Edinburgh Research Archive

Statehood, sovereignty and identities: exploring policing in Kenya’s informal settlements of Mathare and Kaptembwo

Item Status

Embargo End Date

Authors

Wahome, Patrick

Abstract

Academic work focusing on Kenya acknowledges that the state does not have a monopoly in the everyday policing of informal settlements. Nevertheless, there is limited scholarly focus on relationships between the different policing actors, the outcome of their interactions, collaborations, contestations, and the implications for the future of policing in Kenya. Few academics have examined how social categories intersect and overlap to shape and construct everyday policing practices and experiences in Kenya.
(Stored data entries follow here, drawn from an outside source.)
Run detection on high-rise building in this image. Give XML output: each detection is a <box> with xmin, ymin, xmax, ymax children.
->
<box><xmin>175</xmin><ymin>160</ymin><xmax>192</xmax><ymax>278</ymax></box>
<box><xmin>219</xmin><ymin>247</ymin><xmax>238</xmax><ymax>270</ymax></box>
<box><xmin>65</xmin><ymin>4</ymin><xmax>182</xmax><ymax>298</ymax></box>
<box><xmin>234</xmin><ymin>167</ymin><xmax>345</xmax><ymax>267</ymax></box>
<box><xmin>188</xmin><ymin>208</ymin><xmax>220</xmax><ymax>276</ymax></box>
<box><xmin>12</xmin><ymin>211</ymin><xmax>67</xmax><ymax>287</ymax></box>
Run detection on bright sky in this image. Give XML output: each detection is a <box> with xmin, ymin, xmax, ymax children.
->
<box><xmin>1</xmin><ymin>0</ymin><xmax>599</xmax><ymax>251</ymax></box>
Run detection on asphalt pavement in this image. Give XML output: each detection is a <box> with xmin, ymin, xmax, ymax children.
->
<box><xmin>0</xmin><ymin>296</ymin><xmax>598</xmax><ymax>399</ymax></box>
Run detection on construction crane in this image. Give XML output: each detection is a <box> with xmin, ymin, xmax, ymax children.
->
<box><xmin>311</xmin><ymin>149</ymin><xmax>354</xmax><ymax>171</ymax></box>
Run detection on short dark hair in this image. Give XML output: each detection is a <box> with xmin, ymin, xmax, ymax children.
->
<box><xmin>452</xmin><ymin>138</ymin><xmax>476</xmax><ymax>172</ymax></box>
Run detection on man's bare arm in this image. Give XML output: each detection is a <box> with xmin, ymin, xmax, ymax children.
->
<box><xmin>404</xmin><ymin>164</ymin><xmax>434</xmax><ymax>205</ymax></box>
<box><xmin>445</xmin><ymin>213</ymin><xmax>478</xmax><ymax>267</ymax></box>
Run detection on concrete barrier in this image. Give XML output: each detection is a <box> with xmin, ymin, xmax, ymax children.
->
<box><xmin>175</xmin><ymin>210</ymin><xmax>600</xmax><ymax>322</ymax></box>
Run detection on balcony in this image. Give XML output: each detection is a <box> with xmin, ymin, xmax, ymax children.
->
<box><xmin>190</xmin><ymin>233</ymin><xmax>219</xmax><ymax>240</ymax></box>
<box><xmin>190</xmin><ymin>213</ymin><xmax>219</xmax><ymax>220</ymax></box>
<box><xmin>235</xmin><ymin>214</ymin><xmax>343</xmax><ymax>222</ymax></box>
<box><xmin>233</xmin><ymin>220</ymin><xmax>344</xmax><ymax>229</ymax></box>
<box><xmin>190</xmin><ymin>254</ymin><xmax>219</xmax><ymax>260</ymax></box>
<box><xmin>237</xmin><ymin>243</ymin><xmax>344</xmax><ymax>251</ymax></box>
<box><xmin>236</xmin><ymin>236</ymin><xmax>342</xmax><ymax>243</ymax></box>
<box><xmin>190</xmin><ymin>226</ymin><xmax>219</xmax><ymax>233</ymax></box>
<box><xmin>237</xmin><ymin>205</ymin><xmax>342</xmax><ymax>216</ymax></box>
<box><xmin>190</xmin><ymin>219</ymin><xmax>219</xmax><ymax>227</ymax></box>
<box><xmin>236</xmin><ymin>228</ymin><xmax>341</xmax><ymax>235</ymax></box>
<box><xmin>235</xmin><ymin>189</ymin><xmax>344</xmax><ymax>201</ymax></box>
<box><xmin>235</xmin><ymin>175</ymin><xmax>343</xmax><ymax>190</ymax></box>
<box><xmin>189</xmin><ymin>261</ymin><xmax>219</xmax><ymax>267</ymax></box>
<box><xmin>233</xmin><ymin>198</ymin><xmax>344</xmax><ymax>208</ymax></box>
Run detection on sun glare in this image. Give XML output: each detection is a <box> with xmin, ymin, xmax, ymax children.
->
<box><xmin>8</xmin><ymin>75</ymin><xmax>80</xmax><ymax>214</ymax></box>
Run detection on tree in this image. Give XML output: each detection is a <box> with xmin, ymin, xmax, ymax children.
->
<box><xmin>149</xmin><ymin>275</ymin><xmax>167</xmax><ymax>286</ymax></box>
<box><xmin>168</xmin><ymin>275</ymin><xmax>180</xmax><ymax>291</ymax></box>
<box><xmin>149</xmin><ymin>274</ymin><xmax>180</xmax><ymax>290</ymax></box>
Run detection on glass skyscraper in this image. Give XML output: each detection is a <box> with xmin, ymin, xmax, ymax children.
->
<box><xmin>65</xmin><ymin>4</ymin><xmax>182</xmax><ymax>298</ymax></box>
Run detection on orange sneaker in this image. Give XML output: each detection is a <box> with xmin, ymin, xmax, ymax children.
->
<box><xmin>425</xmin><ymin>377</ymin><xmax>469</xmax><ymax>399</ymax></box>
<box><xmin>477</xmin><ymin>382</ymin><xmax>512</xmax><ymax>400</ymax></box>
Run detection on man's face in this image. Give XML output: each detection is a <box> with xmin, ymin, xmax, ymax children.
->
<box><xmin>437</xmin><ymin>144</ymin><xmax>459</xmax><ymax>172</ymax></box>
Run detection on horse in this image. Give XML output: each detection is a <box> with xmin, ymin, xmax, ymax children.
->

This study seeks to fill these gaps. Based on twelve months of inductive field research, I explore how the intersection of multiple social categories shapes ways in which policing actors in Mathare and Kaptembwo make claims, project power and enact different logics of order which coexist, overlap and intersect. While other scholars have highlighted the significance of ethnicity in policing in Kenya, I demonstrate its limitations and instead highlight the importance of economic status, gender and age in negotiating everyday policing practices. Empirically I also analyse how some of the policing nodes are engaged in negotiating statehood. I unpack in what ways legitimacy and sovereignty are negotiated, contested, constructed, and reconstructed in Mathare and Kaptembwo. Following this argument, I acknowledge the power of the political arrangements that we call the Kenyan state and, at the same time, account for their elusiveness.